John Zimmerman, associate professor, recently received the final of four patents, co-invented with Anthony Tomasic. Zimmerman, who also holds an appointment in the Human-Computer Interaction Institute, invents new ways for people to work with intelligent computing systems. The series of patents cover work on intelligent agents that allow office workers to automate their work. This invention is based on an observation that people often retrieve information from the Internet in response to an email request. The patent describes a machine learning agent that learns to recognize incoming messages and to automatically retrieve supplemental information a user may need to complete the request.

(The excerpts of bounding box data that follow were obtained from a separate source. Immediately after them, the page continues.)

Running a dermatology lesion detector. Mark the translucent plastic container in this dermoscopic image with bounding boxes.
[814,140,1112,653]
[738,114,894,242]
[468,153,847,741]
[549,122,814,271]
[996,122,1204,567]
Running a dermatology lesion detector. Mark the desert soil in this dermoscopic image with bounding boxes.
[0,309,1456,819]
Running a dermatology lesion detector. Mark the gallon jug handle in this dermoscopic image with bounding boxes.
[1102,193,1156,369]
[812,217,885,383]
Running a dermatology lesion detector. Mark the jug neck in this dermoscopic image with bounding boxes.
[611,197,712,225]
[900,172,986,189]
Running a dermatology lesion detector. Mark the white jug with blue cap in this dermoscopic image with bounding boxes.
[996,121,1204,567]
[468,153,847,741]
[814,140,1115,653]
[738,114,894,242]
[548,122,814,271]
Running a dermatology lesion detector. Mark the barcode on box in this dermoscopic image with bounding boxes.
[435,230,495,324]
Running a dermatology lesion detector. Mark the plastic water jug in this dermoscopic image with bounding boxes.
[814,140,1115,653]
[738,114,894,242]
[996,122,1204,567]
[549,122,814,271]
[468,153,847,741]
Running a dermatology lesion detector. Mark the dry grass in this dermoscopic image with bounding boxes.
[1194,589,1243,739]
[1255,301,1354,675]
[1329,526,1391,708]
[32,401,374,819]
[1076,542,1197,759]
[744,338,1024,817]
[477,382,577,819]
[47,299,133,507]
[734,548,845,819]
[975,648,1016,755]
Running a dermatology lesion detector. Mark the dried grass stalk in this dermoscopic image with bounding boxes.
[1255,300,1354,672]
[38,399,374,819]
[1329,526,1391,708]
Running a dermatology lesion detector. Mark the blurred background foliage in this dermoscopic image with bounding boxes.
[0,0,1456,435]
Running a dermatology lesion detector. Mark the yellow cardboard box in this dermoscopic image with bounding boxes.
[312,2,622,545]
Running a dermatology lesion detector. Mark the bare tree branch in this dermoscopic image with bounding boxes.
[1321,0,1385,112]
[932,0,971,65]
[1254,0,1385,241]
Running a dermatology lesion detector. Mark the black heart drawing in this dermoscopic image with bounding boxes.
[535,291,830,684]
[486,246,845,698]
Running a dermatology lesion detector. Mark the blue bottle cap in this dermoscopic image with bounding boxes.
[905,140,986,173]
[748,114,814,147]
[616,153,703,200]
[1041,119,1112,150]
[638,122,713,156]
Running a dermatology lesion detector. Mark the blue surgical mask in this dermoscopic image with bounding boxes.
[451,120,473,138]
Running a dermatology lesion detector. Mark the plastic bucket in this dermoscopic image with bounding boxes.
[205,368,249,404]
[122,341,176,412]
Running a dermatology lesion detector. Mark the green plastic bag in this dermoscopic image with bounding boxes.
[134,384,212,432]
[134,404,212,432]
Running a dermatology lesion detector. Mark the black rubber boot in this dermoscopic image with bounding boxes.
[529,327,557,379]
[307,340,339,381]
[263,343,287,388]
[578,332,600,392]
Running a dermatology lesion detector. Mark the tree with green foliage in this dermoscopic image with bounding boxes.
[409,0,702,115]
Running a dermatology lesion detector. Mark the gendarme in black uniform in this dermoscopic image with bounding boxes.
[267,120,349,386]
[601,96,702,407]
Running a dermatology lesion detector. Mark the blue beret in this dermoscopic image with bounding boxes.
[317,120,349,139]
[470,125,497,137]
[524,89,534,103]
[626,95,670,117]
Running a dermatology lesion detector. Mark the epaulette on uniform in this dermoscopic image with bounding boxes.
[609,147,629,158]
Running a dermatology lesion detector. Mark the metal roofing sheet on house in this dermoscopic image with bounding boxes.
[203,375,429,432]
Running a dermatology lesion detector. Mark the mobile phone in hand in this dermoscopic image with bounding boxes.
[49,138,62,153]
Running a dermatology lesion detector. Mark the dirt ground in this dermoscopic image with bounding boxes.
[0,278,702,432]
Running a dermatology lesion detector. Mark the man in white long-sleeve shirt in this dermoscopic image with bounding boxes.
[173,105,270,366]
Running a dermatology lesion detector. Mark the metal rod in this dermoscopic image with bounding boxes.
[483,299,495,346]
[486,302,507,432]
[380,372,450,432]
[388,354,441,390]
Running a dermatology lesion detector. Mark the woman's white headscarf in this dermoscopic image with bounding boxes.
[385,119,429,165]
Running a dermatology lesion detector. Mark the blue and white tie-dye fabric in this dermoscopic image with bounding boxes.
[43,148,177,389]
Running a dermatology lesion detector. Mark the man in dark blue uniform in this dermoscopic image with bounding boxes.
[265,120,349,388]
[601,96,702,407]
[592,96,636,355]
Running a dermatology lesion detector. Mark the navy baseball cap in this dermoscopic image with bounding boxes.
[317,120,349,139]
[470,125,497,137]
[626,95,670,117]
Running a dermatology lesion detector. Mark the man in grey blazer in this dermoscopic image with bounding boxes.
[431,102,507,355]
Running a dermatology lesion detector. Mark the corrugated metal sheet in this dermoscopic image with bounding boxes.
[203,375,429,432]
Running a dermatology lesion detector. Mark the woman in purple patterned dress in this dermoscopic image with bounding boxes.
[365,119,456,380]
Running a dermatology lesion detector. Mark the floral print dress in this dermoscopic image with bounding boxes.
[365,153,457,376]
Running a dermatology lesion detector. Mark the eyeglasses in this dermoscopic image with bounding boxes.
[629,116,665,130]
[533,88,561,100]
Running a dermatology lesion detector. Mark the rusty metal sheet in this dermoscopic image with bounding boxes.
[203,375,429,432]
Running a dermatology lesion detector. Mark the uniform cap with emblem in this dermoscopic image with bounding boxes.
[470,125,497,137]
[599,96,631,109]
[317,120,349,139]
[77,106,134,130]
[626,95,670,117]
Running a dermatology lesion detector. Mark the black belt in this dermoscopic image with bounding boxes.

The goal is to turn computer agents into power tools that office workers can use to automate mundane and repetitive tasks. A user can "train" the software, by showing it how a task is done. If the task is to retrieve information on a person mentioned in an email, the user can create a table next to the email, demonstrating what information they want and where it comes from. The agent studies the message and observes the data being copied and pasted. After only three or four examples, the agent will begin to automatically append the desired content into the incoming message. Users get to choose the tasks they want to automate. The agent takes over the repetitive work. As Zimmerman says, the aim is for the system to get the user as far along in the task as possible before human judgment is needed.
Others are working on large scale, such as tasks that everyone does often, such as detecting a meeting request in a message. What Zimmerman and Tomasic have developed is something that focuses on more personal or idiosyncratic tasks; ones to small to hire a program to automate. The system is customizable so that any office worker can use it for the tasks specific to their individual job.
Zimmerman began working on automation tools for office workers while on a DARPA project to develop intelligent cognitive assistants. Today his research focuses on how people can more effectively apply the power of computing to their personal situations and how interactions with computers can be more situated into people’s environments. His current work includes a crowdsourcing system that allows transit riders to create their own real-time arrival information system and work on how people can better access and engage their ever increasing collections of virtual possessions.